背景技术Background technique
随着社会的发展,人们生活水平的提高,人们希望有舒适的室温的同时,不被风直吹,对空调器的送风提出了更高的要求。国内外的一些知名空调企业根据客户的需求进行了相关的空调研发,研制出了无风感空调器。但是,在无风感的实现过程中,使得室内温度的调节非常缓慢,甚至达不到用户所需要的环境温度。With the development of society and the improvement of people's living standards, people hope that there is a comfortable room temperature, and they are not blown by the wind, which puts higher requirements on the air supply of air conditioners. Some well-known air-conditioning companies at home and abroad have carried out related air-conditioning research and development according to the needs of customers, and developed a windless air conditioner. However, in the realization of the windlessness, the adjustment of the indoor temperature is very slow, and even the ambient temperature required by the user is not reached.
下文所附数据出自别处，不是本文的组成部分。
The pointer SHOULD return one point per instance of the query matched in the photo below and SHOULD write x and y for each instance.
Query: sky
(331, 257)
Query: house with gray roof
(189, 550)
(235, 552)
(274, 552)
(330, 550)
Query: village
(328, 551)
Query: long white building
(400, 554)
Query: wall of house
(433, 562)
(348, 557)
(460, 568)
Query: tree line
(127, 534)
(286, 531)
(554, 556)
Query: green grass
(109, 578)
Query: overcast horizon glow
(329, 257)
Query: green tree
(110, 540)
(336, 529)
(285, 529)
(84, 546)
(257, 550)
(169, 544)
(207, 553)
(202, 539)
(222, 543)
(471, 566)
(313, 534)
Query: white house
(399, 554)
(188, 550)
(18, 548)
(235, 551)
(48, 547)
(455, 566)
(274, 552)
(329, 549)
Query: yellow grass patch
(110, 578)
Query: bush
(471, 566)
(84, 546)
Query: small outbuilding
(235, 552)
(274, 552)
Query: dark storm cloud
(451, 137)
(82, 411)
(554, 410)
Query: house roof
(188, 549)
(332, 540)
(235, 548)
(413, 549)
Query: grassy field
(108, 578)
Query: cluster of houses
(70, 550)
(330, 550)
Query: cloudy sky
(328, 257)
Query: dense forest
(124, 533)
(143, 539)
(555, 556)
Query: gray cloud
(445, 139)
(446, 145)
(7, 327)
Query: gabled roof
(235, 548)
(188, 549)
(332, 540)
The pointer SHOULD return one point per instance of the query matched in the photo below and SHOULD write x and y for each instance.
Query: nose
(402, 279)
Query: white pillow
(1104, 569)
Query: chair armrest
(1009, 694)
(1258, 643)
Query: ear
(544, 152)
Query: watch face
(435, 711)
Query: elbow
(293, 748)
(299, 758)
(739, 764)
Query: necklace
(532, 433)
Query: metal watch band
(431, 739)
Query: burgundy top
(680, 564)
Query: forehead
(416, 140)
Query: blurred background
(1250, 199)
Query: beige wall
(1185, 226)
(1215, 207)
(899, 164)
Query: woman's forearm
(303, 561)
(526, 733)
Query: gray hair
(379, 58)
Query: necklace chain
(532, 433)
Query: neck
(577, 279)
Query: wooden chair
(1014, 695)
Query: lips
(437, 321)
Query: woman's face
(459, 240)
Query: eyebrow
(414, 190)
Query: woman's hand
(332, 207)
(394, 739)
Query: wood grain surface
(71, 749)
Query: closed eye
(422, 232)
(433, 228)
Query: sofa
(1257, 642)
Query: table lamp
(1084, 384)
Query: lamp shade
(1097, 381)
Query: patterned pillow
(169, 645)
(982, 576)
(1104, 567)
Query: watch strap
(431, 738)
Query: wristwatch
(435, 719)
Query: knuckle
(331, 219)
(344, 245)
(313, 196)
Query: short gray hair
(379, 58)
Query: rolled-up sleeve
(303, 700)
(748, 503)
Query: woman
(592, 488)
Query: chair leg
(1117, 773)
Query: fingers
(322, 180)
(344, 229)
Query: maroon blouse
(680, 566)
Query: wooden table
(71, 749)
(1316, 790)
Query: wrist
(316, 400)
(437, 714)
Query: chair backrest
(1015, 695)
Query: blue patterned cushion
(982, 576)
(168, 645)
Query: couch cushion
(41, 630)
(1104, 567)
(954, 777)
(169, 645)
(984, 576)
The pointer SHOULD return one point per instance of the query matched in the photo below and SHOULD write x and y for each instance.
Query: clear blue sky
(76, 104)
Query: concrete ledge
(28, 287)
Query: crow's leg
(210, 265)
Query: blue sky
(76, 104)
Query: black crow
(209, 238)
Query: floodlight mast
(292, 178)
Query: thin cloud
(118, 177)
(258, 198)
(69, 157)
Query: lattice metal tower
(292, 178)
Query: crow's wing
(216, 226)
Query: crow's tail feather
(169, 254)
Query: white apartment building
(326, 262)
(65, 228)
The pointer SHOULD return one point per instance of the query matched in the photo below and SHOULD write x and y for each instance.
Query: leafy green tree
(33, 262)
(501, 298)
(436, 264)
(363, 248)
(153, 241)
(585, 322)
发明内容Summary of the invention
本申请的主要目的是提供一种空调器的控制方法,旨在提高实现无风感的同时,快速调节室内的环境温度。The main object of the present application is to provide a control method for an air conditioner, which aims to improve the ambient temperature of the room while improving the sense of windlessness.
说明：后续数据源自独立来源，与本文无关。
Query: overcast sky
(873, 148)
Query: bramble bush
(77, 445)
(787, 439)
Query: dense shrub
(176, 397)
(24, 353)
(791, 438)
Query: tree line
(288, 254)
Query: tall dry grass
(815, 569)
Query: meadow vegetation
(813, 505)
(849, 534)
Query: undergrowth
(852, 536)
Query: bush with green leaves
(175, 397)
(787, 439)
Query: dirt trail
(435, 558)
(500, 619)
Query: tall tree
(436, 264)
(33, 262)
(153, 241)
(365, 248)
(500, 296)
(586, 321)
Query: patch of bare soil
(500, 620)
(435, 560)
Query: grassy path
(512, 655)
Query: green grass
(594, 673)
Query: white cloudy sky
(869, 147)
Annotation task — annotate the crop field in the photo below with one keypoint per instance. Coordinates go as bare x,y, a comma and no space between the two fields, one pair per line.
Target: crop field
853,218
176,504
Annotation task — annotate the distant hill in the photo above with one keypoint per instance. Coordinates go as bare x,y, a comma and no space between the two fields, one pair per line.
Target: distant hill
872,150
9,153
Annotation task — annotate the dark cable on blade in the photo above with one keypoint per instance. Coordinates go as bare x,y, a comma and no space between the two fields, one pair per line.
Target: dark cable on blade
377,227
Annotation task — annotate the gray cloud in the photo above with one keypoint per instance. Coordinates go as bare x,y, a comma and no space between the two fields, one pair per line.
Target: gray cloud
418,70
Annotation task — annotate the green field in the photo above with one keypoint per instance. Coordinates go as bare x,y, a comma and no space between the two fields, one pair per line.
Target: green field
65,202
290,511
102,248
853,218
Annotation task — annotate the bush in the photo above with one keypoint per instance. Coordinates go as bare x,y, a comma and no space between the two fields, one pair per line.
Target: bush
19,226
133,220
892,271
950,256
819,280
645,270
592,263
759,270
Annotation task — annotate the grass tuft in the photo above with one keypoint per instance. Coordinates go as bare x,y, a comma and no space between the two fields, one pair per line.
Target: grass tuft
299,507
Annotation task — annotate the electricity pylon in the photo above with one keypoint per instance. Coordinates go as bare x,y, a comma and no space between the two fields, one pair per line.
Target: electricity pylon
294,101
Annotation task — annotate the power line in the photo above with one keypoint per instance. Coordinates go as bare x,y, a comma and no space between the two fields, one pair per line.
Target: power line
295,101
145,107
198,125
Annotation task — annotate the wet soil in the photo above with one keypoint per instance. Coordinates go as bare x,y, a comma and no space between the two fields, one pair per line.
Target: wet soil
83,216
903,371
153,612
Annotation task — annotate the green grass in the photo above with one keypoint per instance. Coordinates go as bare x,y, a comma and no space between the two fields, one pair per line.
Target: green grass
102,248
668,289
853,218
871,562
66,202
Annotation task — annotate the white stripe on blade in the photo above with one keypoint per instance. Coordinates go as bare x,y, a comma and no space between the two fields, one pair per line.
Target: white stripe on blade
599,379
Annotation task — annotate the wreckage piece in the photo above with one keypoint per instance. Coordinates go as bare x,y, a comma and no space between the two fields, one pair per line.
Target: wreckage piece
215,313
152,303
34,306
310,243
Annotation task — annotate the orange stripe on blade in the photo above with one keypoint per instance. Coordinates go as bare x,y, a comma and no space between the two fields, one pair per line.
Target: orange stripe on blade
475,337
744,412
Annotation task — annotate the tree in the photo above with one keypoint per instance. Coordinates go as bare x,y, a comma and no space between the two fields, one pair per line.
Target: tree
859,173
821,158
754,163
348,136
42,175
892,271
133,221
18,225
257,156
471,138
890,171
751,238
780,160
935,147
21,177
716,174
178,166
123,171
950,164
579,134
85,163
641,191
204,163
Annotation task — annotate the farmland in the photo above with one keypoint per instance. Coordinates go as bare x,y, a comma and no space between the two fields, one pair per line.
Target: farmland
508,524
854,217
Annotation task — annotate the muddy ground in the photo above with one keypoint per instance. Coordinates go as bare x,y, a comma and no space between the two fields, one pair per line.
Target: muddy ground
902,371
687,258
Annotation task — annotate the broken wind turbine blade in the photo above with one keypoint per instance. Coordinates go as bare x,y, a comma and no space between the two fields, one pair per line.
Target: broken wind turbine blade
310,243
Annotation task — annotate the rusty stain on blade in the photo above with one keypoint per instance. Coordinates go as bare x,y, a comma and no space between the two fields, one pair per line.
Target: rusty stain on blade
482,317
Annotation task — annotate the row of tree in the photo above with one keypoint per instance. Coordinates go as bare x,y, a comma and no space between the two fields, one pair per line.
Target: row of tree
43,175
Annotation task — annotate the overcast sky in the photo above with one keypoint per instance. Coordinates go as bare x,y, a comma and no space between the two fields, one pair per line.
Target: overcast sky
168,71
为实现上述目的,本申请提出的空调器的控制方法,包括以下步骤:To achieve the above object, the method for controlling an air conditioner proposed by the present application includes the following steps:
接收无风感控制指令,并进入全无风感送风模式;Receiving the windless sense control command and entering the full windless air supply mode;
获取当前房间温度和用户预设温度,并计算房间温度与预设温度的差值,记为温差值;Obtain the current room temperature and the user preset temperature, and calculate the difference between the room temperature and the preset temperature, which is recorded as the temperature difference;
比对温差值和预设温差;Comparing the temperature difference and the preset temperature difference;
当温差值大于预设温差时,增加空调器的冷能输出以使温差值小于或者等于预设温差;When the temperature difference is greater than the preset temperature difference, increasing the cold energy output of the air conditioner such that the temperature difference is less than or equal to the preset temperature difference;
当温差值小于或者等于预设温差时,保持空调器当前的工作状态。When the temperature difference is less than or equal to the preset temperature difference, the current working state of the air conditioner is maintained.
可选地,所述增加空调器的冷能输出以使温差值小于或者等于预设温差的步骤具体包括:Optionally, the step of increasing the cold energy output of the air conditioner such that the temperature difference is less than or equal to the preset temperature difference comprises:
增加空调器压缩机的工作频率;Increase the operating frequency of the air conditioner compressor;
检测室内换热器的冷媒管的管壁温度;Detecting the wall temperature of the refrigerant pipe of the indoor heat exchanger;
比对管壁温度和预设管温;Comparing the wall temperature and the preset tube temperature;
当管壁温度小于或者等于所述预设管温时,增加空调器的冷能输出以使管壁温度大于所述预设管温;When the pipe wall temperature is less than or equal to the preset pipe temperature, increasing the cold energy output of the air conditioner to make the pipe wall temperature be greater than the preset pipe temperature;
当管壁温度大于所述预设管温时,比对温差值和预设温差。When the wall temperature is greater than the preset tube temperature, the temperature difference is compared with the preset temperature difference.
可选地,在所述增加空调器压缩机工作频率的步骤之后还包括:Optionally, after the step of increasing the operating frequency of the air conditioner compressor, the method further includes:
增加空调室内机风轮的转速,以将冷能快速输送出室内机。Increase the speed of the air conditioner indoor wind turbine to quickly transfer cold energy out of the indoor unit.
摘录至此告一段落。